Other candidates in the race have things to offer, but none have shown Elissa's dedication to honesty in campaign financing or to important workers' rights issues like paid sick days for restaurant workers, living wages at Walmart and policy expertise on workforce development, which was her area of advocacy at the D.C. FIscal Policy Institute. Silverman's experience covering D.C. Council for over a decade at the most influential city papers prepares her well for one of the Council Members' biggest duties -- questioning, examining and overseeing city agencies. Matthew Frumin has an apparently solid liberal platform, and he would make a fine Ward 3 council member for his upper Northwest community. But he doesn't stand out as a real change maker, and his focus on education will have little impact with the Council's Committee on Education already full. Perry Redd has played an important role in the conversation by consistently speaking for the most disadvantaged, but he hasn't had enough funding or ground game to make himself a viable winner. Similarly, Paul Zukerberg has moved the conversation on incarceration and marijuana decriminalization lightyears ahead of where it was before; while he'll help get a win on that someday, he won't be winning the election this year. Pat Mara, who said at a recent forum that workers don't need legal protections like paid sick days because they can work that out with their bosses, is barely worth mentioning.

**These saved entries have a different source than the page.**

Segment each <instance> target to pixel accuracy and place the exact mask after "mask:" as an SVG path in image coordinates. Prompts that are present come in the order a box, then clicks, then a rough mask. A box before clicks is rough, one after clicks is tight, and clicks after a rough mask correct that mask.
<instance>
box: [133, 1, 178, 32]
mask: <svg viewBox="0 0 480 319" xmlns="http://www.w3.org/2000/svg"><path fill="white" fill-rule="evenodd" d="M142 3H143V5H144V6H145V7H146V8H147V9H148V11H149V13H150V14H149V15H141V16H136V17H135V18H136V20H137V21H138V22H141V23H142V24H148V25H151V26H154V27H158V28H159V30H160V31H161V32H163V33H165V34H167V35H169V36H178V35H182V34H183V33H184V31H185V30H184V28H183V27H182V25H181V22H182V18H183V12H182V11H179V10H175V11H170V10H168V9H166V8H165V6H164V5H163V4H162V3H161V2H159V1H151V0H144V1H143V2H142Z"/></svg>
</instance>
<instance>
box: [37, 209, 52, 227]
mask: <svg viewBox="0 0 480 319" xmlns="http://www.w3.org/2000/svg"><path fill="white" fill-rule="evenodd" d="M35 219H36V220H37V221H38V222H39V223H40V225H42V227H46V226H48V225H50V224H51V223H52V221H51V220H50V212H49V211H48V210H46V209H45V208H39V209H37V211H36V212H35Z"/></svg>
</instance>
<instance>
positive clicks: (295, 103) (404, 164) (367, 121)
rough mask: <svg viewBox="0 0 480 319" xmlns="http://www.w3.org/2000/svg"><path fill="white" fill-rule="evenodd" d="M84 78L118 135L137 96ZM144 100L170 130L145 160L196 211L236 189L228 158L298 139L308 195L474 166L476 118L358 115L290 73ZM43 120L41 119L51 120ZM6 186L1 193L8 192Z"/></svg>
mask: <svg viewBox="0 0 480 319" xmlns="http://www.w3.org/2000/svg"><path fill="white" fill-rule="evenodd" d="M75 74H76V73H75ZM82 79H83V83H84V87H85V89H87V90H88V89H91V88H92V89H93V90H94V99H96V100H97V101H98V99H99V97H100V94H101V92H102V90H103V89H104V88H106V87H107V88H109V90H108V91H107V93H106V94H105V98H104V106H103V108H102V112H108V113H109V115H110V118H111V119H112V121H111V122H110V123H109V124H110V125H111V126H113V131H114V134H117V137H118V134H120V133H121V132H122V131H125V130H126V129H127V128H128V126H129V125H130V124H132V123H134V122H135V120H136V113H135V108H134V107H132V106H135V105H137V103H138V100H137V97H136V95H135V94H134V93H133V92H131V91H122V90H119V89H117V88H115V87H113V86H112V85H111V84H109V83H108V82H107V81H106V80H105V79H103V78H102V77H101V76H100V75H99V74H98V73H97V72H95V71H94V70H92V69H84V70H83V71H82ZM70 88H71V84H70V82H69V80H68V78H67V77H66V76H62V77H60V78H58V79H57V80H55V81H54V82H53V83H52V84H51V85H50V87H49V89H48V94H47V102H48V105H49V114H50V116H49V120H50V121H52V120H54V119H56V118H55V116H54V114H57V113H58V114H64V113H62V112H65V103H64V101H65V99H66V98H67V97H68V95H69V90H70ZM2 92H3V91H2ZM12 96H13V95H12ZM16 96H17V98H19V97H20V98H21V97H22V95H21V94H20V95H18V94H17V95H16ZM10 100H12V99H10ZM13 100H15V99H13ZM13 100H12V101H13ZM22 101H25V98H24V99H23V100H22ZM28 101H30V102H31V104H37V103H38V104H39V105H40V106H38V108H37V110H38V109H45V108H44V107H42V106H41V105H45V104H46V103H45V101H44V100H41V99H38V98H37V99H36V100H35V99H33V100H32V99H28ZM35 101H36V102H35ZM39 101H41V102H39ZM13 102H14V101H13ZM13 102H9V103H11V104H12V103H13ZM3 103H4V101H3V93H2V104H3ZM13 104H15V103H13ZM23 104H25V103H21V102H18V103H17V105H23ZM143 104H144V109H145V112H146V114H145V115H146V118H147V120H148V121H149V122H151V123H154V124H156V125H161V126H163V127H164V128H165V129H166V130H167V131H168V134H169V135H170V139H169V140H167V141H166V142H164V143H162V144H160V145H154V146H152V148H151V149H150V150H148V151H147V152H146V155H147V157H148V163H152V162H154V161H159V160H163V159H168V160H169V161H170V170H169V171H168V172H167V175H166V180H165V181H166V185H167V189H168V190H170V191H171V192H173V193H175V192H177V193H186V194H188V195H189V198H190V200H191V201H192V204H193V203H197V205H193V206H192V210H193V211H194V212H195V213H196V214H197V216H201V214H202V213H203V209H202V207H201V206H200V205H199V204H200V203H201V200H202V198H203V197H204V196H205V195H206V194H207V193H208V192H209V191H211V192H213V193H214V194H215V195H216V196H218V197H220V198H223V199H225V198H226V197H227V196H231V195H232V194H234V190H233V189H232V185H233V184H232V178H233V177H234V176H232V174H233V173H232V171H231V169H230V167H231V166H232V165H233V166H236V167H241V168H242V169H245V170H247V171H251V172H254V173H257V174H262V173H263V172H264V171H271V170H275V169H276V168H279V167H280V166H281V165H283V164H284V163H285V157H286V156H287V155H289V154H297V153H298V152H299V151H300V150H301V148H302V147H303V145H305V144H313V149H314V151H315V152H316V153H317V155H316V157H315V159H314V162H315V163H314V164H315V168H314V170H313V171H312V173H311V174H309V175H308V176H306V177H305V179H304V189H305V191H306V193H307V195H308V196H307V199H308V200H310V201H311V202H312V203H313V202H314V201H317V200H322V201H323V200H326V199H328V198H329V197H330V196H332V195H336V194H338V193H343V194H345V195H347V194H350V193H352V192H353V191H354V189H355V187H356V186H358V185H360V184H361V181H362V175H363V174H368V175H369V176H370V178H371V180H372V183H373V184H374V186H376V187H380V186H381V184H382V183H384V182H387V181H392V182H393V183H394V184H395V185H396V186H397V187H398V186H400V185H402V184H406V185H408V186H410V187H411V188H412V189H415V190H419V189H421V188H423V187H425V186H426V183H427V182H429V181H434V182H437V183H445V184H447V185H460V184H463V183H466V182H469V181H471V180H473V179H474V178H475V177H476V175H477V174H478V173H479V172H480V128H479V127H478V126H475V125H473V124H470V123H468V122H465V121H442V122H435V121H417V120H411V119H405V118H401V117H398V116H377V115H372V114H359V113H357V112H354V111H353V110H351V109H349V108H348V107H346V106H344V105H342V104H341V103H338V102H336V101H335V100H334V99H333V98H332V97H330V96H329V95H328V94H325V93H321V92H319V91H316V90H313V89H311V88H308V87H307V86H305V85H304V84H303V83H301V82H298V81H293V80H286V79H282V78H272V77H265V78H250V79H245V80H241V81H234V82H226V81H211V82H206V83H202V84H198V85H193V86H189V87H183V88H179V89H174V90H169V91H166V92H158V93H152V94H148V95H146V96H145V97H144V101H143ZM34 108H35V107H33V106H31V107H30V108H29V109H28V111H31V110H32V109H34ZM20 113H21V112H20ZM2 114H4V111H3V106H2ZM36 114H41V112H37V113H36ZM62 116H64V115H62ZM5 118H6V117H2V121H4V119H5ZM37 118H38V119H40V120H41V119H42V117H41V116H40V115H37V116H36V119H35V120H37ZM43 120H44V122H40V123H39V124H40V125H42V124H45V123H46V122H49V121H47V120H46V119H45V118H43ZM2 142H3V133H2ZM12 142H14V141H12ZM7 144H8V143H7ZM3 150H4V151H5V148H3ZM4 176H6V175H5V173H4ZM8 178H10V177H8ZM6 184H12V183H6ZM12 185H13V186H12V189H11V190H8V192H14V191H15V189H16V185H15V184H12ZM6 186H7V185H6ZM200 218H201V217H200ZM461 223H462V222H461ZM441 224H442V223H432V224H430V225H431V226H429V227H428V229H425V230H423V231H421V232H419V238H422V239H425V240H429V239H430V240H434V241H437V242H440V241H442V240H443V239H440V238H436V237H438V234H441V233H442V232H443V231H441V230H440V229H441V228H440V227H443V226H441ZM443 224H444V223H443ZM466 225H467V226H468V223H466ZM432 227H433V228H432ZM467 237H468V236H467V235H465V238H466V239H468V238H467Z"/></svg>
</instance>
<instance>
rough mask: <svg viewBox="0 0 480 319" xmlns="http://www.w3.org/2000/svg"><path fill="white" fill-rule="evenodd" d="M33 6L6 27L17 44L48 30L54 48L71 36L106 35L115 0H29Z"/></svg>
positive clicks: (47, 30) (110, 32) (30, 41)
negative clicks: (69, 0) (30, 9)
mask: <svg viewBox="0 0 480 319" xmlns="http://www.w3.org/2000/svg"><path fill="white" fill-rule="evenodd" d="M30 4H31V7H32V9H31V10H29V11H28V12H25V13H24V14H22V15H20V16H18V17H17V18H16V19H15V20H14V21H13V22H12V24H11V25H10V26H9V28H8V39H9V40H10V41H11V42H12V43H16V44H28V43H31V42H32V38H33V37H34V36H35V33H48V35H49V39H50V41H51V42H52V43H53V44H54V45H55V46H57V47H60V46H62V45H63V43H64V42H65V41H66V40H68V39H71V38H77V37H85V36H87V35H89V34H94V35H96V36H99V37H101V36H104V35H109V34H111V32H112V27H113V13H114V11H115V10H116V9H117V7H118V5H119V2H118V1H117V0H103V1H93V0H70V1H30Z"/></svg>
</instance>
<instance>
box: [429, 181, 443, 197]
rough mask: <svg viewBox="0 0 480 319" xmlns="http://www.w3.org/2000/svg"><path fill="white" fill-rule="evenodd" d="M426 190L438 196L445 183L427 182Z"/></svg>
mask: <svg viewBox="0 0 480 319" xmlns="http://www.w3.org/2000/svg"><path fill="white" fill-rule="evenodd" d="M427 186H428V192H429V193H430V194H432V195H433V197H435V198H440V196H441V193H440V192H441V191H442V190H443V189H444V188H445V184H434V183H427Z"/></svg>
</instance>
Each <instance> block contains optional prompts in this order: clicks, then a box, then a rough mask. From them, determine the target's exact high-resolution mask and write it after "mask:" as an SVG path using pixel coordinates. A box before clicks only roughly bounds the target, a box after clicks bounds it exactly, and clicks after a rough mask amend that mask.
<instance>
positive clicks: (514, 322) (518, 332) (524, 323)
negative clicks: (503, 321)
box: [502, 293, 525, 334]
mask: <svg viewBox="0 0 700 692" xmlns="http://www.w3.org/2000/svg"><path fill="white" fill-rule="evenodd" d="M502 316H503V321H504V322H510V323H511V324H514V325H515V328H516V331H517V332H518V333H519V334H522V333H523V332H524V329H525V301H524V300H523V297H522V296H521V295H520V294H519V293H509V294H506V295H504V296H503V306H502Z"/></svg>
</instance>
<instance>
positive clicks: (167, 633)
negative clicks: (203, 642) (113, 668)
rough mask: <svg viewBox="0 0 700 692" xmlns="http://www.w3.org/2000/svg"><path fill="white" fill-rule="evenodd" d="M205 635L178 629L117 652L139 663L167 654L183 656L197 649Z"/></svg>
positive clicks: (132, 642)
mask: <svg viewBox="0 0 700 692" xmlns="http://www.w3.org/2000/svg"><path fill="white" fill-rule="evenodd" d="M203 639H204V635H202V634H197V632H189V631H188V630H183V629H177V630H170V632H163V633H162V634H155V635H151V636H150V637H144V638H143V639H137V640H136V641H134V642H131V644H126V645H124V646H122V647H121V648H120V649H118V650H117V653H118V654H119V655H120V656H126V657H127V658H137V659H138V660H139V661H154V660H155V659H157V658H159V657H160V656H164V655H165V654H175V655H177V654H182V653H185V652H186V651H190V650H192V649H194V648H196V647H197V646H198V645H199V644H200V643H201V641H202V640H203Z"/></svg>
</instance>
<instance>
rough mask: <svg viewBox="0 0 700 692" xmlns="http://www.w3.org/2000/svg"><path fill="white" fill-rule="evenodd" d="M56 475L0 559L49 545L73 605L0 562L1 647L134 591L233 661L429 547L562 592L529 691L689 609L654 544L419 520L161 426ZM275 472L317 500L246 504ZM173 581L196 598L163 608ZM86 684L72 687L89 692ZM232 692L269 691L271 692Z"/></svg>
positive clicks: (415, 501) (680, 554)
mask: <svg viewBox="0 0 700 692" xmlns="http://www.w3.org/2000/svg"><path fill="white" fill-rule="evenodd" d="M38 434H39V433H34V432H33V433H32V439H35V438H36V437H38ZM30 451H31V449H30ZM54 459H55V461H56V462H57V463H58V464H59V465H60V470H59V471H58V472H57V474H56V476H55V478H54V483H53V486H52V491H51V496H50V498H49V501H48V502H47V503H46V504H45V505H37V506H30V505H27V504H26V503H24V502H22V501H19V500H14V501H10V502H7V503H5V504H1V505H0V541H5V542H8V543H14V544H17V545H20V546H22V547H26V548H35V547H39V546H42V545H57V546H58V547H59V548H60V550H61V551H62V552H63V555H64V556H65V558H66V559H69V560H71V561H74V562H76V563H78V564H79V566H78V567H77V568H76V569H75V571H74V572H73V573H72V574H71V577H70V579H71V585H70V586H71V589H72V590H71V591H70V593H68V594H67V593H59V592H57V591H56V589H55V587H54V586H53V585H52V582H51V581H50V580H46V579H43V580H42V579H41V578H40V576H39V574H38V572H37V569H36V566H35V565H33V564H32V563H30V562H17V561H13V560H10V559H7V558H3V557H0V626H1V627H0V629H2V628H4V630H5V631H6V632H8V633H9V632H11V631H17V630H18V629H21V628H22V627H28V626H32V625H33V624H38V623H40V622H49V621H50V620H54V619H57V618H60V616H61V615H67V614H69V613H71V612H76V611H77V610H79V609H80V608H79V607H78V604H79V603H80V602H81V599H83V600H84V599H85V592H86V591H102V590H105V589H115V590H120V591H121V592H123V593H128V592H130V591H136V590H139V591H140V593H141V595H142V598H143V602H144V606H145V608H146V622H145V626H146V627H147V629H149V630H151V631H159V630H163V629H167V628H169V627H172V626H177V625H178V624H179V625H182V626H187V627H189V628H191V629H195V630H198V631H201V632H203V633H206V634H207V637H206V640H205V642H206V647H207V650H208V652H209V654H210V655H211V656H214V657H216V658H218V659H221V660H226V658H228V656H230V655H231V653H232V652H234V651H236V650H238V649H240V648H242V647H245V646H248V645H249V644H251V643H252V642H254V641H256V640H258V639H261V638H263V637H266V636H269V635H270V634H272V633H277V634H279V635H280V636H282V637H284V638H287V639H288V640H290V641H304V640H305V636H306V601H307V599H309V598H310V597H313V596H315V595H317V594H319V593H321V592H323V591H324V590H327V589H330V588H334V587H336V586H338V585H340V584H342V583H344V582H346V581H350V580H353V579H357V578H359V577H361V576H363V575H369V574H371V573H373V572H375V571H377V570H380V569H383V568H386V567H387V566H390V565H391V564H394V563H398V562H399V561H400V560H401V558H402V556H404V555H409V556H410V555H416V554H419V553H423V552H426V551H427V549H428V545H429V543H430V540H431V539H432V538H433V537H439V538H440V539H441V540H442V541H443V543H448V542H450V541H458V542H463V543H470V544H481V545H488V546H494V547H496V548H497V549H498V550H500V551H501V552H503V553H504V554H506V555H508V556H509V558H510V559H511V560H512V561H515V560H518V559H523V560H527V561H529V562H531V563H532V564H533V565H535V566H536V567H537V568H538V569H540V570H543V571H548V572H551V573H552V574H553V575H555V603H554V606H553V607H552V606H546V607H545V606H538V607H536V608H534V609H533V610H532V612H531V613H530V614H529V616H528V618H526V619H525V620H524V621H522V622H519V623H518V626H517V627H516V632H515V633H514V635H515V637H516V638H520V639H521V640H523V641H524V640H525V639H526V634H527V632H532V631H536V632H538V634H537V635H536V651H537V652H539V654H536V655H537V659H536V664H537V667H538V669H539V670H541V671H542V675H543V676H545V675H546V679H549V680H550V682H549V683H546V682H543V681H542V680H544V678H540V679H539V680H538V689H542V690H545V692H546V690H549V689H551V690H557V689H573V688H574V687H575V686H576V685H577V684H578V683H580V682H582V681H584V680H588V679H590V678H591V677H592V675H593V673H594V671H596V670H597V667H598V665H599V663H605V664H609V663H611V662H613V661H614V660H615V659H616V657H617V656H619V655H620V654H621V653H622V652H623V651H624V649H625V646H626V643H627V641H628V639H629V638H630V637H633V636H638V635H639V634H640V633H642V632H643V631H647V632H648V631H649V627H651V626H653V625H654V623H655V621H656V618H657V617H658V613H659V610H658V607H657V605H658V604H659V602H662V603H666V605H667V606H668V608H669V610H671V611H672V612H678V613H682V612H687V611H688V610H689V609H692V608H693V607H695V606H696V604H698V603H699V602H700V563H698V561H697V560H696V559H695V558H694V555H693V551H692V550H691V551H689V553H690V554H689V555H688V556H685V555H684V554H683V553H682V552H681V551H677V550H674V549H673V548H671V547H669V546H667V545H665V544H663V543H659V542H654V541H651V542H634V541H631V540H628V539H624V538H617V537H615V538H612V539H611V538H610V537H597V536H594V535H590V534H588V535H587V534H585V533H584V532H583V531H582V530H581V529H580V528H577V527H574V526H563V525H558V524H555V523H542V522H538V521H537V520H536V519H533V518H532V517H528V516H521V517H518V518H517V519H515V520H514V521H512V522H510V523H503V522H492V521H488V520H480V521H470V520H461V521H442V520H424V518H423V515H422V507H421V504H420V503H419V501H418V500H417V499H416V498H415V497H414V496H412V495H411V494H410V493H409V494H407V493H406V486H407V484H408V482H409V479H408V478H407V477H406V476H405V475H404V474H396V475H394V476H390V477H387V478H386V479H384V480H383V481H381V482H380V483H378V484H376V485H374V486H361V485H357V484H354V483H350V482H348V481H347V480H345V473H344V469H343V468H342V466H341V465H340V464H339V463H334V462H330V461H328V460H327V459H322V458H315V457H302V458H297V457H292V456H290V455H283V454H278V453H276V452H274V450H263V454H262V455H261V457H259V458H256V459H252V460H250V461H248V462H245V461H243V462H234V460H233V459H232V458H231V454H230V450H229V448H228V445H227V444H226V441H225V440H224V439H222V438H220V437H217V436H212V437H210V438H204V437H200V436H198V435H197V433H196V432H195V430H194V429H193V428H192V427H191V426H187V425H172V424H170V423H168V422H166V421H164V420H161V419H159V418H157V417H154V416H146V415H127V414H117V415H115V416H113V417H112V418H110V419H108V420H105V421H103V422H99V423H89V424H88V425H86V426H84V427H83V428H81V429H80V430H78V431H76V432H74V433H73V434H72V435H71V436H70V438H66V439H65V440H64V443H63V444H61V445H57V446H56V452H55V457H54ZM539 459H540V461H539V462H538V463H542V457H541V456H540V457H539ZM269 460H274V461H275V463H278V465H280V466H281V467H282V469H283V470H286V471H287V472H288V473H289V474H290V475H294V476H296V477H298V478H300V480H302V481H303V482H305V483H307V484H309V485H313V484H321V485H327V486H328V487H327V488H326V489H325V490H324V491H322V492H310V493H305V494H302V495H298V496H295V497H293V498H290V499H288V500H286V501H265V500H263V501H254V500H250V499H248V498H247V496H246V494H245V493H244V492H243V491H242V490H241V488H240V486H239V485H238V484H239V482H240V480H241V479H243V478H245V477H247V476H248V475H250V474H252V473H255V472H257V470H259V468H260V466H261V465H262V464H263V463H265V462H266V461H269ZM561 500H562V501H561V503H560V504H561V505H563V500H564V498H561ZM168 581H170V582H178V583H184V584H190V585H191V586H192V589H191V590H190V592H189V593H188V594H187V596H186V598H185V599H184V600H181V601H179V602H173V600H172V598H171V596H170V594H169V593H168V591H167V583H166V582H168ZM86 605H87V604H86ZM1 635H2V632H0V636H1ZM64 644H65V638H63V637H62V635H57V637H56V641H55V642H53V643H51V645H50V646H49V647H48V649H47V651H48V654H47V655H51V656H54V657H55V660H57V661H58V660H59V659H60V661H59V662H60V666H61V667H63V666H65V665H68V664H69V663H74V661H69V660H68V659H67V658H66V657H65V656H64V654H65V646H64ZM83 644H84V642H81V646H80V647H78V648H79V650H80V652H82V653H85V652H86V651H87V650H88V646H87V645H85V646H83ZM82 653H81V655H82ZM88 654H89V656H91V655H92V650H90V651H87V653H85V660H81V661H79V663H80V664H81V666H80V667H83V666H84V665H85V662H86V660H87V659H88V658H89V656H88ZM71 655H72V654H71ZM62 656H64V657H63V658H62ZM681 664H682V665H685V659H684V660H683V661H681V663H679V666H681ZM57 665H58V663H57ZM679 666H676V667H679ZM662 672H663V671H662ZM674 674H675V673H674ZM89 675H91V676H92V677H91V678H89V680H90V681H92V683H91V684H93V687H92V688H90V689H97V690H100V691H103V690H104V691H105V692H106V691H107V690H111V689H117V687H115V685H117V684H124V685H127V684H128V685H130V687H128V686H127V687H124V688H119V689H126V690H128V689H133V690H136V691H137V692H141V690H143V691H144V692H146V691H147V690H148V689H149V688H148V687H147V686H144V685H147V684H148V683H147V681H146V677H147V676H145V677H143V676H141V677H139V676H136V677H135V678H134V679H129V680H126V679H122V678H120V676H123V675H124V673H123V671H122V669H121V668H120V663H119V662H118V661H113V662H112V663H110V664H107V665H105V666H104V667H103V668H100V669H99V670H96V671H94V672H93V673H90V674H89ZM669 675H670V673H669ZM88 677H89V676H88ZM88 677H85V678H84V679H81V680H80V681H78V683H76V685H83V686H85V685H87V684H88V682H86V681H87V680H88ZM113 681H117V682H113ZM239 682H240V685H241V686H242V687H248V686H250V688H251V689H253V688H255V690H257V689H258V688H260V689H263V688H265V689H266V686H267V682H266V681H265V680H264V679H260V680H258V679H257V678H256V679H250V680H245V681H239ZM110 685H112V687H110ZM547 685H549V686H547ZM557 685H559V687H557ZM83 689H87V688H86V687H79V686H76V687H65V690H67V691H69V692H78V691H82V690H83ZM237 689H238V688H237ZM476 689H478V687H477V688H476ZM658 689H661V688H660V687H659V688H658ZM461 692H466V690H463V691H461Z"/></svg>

D.C. Council corruption -- legal and illegal -- is endemic. Rare candidates like Elissa Silverman are the antidote. A win by her will show other candidates, black and white, that they can win without the influence of landed wealth and conflicts of interest, and end the facilitation of governance for the wealthy interests that are displacing people of color. Remember that this special election is only happening because of corruption. Why would we choose anyone but a transparent, citizen-funded candidate? In the era of Citizens United, with increasing corporate interference in our government bodies, voters must make winners of candidates like Elissa.